Gott oder Erleuchtung ist das ultimative Vergnügen, ununterbrochenes Glück. So etwas gibt es nicht. Euer Streben nach etwas, was es nicht gibt, ist die Wurzel eurer Probleme. Transformation, Moksha, Befreiung, und all das, sind nur Varianten desselben Themas: andauerndes Glück. Der Körper kann ununterbrochenen Genuss nicht lange aushalten; es würde ihn zerstören. Dem Körper einen erfundenen andauernden Glückszustand aufzwingen zu wollen ist ein ernsthaftes neurologisches Problem. 

  

Ich bin nicht hier um jemanden zu befreien. Ihr müsst euch selber befreien, und ihr könnt das nicht.

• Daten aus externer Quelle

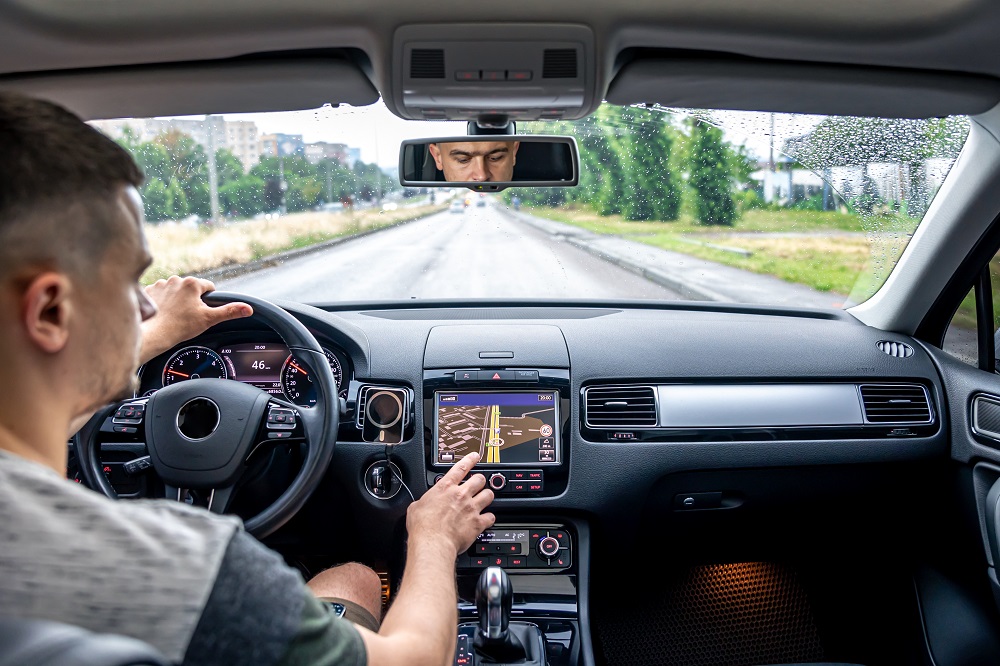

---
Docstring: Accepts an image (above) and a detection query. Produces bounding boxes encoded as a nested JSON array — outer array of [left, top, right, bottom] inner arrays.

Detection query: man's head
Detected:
[[0, 92, 156, 424], [428, 140, 520, 182]]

Was ich zu sagen habe tut das nicht für euch. Ich will nur diesen Zustand beschreiben, die Verdunkelung und Mystifizierung bereinigen, worin diese Leute aus dem Geschäft mit der Heiligkeit alles gehüllt haben. Vielleicht kann ich euch überzeugen, nicht so viel Zeit und Energie zu vergeuden mit der Suche nach einem Zustand, den es gar nicht wirklich gibt, sondern nur in eurer Vorstellung. --U.G.